Neste mês, o Metropolitan Museum of Art voltou a exibir uma de suas peças mais extraordinárias: um fragmento de aproximadamente 2.300 anos contendo parte da Odisseia. Datado de cerca de 285–250 a.C., ele é considerado o mais antigo fragmento escrito conhecido da obra.

Encontrado no Egito em 1902 e pertencente ao Met desde 1909, o papiro possui apenas 19 centímetros e preserva versos do Canto XX, quando Odisseu já retornou secretamente a Ítaca e se aproxima do confronto com os pretendentes que ocuparam seu palácio.

Mas o que realmente torna o documento extraordinário é outra coisa: ele contém três versos que não aparecem na versão da Odisseia que chegou até nós

Isso não significa que tenhamos descoberto um trecho perdido capaz de mudar a história de Odisseu.
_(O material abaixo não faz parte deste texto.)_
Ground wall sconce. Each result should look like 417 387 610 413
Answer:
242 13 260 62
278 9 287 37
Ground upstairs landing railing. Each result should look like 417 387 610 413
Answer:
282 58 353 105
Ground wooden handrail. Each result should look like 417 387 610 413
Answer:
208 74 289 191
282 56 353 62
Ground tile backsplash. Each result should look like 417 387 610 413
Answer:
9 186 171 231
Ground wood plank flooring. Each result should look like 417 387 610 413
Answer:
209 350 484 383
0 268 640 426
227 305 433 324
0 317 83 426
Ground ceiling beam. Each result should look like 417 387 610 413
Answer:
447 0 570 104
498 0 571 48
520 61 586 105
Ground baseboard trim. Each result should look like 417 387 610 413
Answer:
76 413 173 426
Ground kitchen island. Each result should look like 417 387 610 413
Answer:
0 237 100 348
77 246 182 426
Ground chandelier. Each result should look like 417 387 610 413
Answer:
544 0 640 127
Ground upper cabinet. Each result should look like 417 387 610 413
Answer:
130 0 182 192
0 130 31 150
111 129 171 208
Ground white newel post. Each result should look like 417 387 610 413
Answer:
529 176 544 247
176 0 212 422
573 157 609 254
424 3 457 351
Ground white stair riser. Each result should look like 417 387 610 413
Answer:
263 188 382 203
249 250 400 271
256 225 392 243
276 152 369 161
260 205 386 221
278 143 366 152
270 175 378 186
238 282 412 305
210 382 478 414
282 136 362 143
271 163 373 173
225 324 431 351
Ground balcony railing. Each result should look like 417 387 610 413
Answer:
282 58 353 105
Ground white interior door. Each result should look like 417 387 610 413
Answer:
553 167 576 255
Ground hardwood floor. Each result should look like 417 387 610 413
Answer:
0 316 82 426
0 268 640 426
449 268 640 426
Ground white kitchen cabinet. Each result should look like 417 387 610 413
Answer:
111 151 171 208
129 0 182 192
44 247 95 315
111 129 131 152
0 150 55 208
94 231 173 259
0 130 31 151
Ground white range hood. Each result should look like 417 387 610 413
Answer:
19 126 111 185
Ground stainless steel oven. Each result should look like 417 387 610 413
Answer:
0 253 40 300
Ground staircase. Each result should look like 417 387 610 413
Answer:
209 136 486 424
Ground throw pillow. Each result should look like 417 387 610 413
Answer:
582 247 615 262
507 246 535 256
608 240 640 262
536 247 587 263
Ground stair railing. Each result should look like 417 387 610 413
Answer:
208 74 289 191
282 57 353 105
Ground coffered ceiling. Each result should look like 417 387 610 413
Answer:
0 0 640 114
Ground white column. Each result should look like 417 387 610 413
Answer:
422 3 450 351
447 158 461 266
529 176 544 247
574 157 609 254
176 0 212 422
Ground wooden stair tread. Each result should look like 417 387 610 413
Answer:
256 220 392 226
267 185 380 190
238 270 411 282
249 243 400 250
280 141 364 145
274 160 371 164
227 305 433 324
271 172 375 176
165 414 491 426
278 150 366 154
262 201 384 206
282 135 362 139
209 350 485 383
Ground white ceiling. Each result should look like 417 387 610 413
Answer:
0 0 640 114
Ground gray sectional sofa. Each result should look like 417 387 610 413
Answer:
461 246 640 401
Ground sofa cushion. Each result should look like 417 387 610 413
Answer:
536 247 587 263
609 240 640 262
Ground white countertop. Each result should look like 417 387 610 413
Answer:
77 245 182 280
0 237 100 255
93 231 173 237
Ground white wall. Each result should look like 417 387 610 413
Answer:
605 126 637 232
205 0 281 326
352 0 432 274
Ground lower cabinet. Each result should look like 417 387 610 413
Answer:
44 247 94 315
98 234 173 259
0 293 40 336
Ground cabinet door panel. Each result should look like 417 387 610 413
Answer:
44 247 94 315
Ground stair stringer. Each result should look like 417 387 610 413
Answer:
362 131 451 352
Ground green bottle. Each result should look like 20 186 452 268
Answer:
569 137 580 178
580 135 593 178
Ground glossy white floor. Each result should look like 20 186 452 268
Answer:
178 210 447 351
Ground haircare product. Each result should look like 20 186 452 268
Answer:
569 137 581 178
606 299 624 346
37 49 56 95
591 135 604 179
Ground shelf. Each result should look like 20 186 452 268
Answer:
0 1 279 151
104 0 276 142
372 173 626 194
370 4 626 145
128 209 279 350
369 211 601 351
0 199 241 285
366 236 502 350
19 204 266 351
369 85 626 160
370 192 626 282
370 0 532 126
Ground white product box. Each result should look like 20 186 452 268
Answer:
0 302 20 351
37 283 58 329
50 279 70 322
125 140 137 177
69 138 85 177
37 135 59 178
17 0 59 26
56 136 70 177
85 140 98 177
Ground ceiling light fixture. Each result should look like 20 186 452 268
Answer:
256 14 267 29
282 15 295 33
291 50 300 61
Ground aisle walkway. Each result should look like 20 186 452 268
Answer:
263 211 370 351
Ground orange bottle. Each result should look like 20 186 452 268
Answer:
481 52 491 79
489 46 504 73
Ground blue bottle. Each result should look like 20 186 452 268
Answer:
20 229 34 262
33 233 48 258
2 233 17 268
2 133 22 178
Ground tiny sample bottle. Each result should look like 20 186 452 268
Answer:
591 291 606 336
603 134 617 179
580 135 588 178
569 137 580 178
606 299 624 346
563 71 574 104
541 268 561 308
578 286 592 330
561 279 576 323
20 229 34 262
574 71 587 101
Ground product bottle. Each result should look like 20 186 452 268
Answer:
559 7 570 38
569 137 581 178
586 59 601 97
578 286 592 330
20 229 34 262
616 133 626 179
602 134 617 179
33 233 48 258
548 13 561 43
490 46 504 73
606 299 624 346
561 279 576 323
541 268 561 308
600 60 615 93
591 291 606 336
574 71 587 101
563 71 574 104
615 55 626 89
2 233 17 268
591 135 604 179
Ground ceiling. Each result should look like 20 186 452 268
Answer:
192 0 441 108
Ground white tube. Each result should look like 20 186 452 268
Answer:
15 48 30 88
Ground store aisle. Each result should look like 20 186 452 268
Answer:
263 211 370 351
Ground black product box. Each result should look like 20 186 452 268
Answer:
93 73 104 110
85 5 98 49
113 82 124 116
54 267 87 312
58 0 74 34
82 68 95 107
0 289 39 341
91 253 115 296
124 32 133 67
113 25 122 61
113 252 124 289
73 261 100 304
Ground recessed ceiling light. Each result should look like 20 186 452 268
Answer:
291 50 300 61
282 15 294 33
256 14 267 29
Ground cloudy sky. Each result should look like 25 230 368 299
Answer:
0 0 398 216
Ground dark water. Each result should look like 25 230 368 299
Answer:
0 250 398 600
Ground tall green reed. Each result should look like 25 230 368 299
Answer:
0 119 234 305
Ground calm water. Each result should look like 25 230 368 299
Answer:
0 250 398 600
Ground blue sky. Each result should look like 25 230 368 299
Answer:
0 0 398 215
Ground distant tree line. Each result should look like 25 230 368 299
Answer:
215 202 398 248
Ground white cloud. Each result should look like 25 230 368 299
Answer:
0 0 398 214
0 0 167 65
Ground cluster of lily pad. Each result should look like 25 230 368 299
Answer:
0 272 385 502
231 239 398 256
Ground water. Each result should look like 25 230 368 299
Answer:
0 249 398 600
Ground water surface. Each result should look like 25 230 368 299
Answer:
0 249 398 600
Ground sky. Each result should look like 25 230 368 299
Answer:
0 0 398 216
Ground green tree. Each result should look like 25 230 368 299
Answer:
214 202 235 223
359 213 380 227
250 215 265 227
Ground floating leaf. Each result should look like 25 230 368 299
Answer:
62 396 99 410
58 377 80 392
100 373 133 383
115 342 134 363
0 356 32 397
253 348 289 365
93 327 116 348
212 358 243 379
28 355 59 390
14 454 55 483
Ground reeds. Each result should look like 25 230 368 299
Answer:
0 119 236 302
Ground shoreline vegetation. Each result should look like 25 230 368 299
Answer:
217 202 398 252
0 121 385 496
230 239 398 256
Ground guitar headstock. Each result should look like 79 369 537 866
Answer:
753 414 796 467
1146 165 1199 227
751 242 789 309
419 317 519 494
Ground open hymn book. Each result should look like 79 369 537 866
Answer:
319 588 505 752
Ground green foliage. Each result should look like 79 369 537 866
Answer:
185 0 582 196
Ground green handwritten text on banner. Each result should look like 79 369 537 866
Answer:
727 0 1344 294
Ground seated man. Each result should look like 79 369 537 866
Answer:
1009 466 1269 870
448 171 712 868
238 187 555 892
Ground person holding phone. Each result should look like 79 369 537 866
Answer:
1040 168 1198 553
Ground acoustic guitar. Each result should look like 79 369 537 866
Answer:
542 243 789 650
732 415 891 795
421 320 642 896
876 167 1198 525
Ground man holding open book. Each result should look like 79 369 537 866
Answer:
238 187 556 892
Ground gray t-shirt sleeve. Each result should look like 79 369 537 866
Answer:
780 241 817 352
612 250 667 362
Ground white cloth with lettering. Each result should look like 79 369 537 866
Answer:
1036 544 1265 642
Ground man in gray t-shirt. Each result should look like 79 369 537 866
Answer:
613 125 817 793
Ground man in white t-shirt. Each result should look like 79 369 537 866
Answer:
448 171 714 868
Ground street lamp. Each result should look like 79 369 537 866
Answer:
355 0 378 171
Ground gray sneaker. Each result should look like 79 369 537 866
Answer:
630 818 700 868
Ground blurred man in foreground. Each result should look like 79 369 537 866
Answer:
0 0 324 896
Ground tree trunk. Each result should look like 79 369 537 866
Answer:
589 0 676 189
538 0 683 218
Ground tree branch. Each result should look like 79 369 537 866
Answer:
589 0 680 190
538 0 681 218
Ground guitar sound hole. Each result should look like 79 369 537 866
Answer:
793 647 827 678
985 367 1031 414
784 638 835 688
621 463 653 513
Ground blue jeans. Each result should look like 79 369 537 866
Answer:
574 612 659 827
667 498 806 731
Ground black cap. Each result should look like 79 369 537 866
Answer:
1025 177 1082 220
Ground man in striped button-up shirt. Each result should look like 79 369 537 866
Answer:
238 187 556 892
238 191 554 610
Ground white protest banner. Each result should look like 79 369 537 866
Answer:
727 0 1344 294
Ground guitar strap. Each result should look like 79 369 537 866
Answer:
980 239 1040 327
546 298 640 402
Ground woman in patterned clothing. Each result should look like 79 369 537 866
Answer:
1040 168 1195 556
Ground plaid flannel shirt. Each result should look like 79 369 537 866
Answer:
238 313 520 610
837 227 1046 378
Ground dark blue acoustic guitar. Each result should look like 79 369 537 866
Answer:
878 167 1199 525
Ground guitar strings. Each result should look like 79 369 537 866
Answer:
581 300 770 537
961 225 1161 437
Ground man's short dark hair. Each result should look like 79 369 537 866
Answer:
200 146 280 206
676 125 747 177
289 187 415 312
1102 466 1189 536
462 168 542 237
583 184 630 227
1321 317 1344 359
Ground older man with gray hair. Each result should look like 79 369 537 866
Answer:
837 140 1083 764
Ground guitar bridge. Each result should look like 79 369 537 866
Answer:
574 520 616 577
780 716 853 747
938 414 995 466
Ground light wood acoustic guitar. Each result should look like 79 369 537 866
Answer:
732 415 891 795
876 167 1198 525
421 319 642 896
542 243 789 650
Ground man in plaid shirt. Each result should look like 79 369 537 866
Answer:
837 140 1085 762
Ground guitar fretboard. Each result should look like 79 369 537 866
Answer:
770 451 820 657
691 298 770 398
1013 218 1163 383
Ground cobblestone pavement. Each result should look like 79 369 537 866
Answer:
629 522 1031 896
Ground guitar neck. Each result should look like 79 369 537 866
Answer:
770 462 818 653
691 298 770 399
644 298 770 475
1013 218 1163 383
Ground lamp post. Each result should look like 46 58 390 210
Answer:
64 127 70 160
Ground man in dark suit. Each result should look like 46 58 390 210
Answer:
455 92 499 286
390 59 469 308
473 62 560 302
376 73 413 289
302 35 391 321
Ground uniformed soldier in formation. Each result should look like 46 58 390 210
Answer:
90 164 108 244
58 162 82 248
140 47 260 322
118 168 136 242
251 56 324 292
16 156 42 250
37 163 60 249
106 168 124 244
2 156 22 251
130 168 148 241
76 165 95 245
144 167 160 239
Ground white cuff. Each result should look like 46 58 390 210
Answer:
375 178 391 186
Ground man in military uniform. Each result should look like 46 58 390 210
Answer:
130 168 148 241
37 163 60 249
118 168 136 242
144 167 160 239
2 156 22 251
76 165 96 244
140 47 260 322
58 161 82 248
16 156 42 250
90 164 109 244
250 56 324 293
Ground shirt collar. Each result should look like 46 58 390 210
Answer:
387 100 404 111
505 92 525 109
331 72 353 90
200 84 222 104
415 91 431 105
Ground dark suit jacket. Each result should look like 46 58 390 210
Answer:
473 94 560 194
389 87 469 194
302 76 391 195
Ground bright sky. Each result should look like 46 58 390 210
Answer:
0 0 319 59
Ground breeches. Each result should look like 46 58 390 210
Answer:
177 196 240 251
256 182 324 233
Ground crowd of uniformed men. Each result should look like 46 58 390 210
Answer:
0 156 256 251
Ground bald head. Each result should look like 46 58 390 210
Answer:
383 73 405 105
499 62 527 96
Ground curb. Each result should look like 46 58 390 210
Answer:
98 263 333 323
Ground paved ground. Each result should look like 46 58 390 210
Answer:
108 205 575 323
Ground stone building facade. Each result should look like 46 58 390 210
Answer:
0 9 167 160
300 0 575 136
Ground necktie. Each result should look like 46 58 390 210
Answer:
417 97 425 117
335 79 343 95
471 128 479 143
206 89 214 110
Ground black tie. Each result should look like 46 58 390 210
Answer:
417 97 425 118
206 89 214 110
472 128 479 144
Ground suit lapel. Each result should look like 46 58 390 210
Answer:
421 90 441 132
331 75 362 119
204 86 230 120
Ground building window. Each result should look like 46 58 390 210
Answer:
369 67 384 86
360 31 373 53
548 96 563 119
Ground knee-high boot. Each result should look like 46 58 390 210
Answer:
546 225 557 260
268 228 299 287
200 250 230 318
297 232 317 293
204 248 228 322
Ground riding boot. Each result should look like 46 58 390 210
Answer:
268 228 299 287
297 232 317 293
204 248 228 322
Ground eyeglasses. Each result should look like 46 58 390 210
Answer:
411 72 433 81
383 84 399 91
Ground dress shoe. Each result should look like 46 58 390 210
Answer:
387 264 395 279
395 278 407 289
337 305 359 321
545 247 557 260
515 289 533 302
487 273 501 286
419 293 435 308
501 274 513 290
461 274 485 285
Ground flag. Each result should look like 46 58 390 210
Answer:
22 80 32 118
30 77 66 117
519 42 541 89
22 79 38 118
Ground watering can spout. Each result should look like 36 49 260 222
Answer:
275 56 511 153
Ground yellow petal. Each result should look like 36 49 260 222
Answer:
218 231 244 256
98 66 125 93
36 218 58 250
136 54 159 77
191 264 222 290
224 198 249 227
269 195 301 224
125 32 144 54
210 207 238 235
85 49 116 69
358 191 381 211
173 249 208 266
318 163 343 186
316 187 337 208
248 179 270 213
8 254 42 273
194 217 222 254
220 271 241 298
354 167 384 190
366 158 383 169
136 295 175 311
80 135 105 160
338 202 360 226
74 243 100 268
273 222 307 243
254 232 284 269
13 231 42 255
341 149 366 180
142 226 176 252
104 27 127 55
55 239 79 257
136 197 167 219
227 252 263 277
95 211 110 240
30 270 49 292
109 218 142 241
A explicação está provavelmente na própria origem do poema. Antes de se transformar em um texto relativamente estável, a Odisseia pertenceu durante séculos a uma tradição oral. Poetas recitavam essas histórias, e diferentes versões podiam apresentar acréscimos, omissões e variações. O papiro do Met é uma testemunha material desse processo.

Quando aquele texto foi escrito no Egito, a Odisseia já tinha cerca de cinco séculos de existência. E não é coincidência que o fragmento tenha surgido no Egito ptolomaico. Na mesma época, Alexandria havia se tornado um dos maiores centros intelectuais do mundo antigo. Seus estudiosos reuniam diferentes exemplares dos poemas homéricos e procuravam estabelecer versões mais consistentes dessas obras.

É importante, portanto, evitar o sensacionalismo. Não encontramos uma “nova Odisseia” nem um capítulo perdido de Homero. Encontramos algo historicamente talvez mais interessante: evidência de que um dos textos mais famosos da humanidade ainda apresentava variações séculos depois de sua composição.

Hoje abrimos um livro e imaginamos estar diante de um texto que atravessou quase três mil anos praticamente imóvel. A realidade é muito mais fascinante. Entre nós e Homero existe uma enorme cadeia formada por bardos, escribas, papiros, bibliotecas, estudiosos, copistas medievais, editores e tradutores.

Odisseu levou dez anos para retornar a Ítaca. A Odisseia, ao que parece, teve uma viagem ainda mais longa.